Le rôle du DSI est en constante évolution. Quels conseils donneriez-vous à la personne qui vous occupera dans quelques années ?

Un mentor, plus tôt dans ma carrière, m'a conseillé de lire des ouvrages politiques, documentaires et de fiction, même si je suis technicienne. Il suffit de lire beaucoup et d'apprendre à changer d'état d'esprit. Cette capacité à penser différemment est l'une des qualités que je recherche aussi chez mes managers : l'envie d'apprendre, la curiosité, la réflexion stratégique et surtout, la volonté de comprendre le fonctionnement de l'entreprise.
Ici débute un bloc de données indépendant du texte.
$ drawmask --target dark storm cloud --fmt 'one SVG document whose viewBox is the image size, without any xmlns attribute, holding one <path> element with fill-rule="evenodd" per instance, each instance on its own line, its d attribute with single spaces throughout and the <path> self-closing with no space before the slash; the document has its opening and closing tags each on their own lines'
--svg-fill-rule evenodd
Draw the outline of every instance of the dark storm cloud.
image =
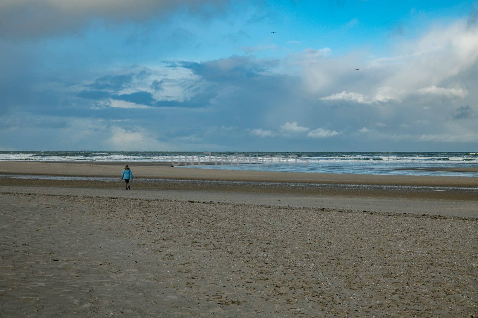
<svg viewBox="0 0 478 318">
<path fill-rule="evenodd" d="M 456 108 L 453 113 L 454 119 L 465 119 L 476 116 L 476 113 L 469 106 L 462 106 Z"/>
<path fill-rule="evenodd" d="M 191 70 L 205 80 L 213 82 L 237 82 L 264 76 L 264 73 L 277 67 L 276 60 L 256 60 L 246 56 L 232 56 L 228 58 L 197 63 L 187 61 L 172 62 L 171 67 L 183 67 Z"/>
<path fill-rule="evenodd" d="M 136 92 L 130 94 L 112 95 L 111 98 L 147 106 L 152 106 L 156 102 L 156 100 L 153 98 L 151 93 L 144 91 Z"/>
<path fill-rule="evenodd" d="M 119 91 L 131 82 L 134 74 L 132 73 L 119 75 L 107 75 L 96 79 L 86 86 L 94 90 Z"/>
</svg>

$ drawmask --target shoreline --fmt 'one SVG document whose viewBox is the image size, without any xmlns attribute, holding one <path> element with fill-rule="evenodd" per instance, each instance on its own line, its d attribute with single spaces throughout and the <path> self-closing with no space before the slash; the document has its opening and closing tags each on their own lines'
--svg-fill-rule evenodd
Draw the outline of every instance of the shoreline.
<svg viewBox="0 0 478 318">
<path fill-rule="evenodd" d="M 139 164 L 139 163 L 138 163 Z M 222 180 L 343 185 L 376 185 L 478 187 L 478 177 L 403 175 L 321 174 L 189 169 L 172 167 L 168 163 L 131 164 L 138 178 Z M 119 177 L 123 163 L 2 162 L 0 174 L 66 176 Z M 477 174 L 478 177 L 478 174 Z"/>
</svg>

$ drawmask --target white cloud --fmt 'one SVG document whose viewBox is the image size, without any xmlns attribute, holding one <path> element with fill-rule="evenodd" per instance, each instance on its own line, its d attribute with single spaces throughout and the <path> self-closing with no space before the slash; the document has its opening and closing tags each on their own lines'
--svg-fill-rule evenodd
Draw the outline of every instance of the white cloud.
<svg viewBox="0 0 478 318">
<path fill-rule="evenodd" d="M 144 130 L 128 130 L 119 127 L 109 129 L 111 136 L 106 141 L 109 149 L 119 151 L 168 149 L 170 146 L 161 142 Z"/>
<path fill-rule="evenodd" d="M 250 133 L 251 134 L 254 136 L 258 136 L 262 138 L 265 137 L 274 137 L 277 134 L 272 130 L 266 130 L 262 128 L 251 129 Z"/>
<path fill-rule="evenodd" d="M 0 36 L 33 38 L 74 31 L 93 20 L 140 21 L 181 9 L 201 14 L 218 10 L 225 0 L 2 0 Z M 27 17 L 28 23 L 25 23 Z"/>
<path fill-rule="evenodd" d="M 328 96 L 322 97 L 322 101 L 345 101 L 354 102 L 361 104 L 368 104 L 372 103 L 372 100 L 363 94 L 352 92 L 343 91 L 340 93 L 332 94 Z"/>
<path fill-rule="evenodd" d="M 307 48 L 303 51 L 302 54 L 306 58 L 323 59 L 328 57 L 331 52 L 330 48 L 323 48 L 318 50 Z"/>
<path fill-rule="evenodd" d="M 380 122 L 379 122 L 378 123 L 376 123 L 375 124 L 375 126 L 376 126 L 377 127 L 380 127 L 381 128 L 383 128 L 384 127 L 387 127 L 387 126 L 388 126 L 388 125 L 386 123 L 380 123 Z"/>
<path fill-rule="evenodd" d="M 125 102 L 124 101 L 119 101 L 115 99 L 111 100 L 109 106 L 117 108 L 147 108 L 148 107 L 146 105 L 135 104 L 134 103 L 130 103 L 129 102 Z"/>
<path fill-rule="evenodd" d="M 347 23 L 347 27 L 348 28 L 353 28 L 356 25 L 358 24 L 358 19 L 357 18 L 354 18 L 353 19 L 348 21 Z"/>
<path fill-rule="evenodd" d="M 317 128 L 309 132 L 307 134 L 308 137 L 313 138 L 326 138 L 329 137 L 333 137 L 339 134 L 340 133 L 338 133 L 335 130 L 328 130 L 324 128 Z"/>
<path fill-rule="evenodd" d="M 286 133 L 305 133 L 309 131 L 309 127 L 299 126 L 297 122 L 288 122 L 281 126 L 281 130 Z"/>
<path fill-rule="evenodd" d="M 463 88 L 445 88 L 431 85 L 419 89 L 417 91 L 420 94 L 429 94 L 437 96 L 442 96 L 448 98 L 458 97 L 464 98 L 468 94 L 468 91 Z"/>
<path fill-rule="evenodd" d="M 473 133 L 462 134 L 450 133 L 429 134 L 421 135 L 418 141 L 438 143 L 472 143 L 478 140 L 478 134 Z"/>
</svg>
Si vous maîtrisez la finance, passez une journée à observer les opérateurs. Si vous êtes opérateur, allez rencontrer les équipes financières. Lorsque j'ai rejoint ConocoPhillips, j'ai passé du temps avec des personnes sur le terrain, car l'activité était nouvelle pour moi. Je voulais apprendre des autres membres de l'entreprise et comprendre l'ensemble du cycle de vie. Impossible de repenser une entreprise avec l'IA si l'on ne connaît pas son fonctionnement actuel. Avec de la curiosité, une bonne compréhension de l'activité et une passion pour l'innovation, on peut débloquer une quantité extraordinaire de valeur.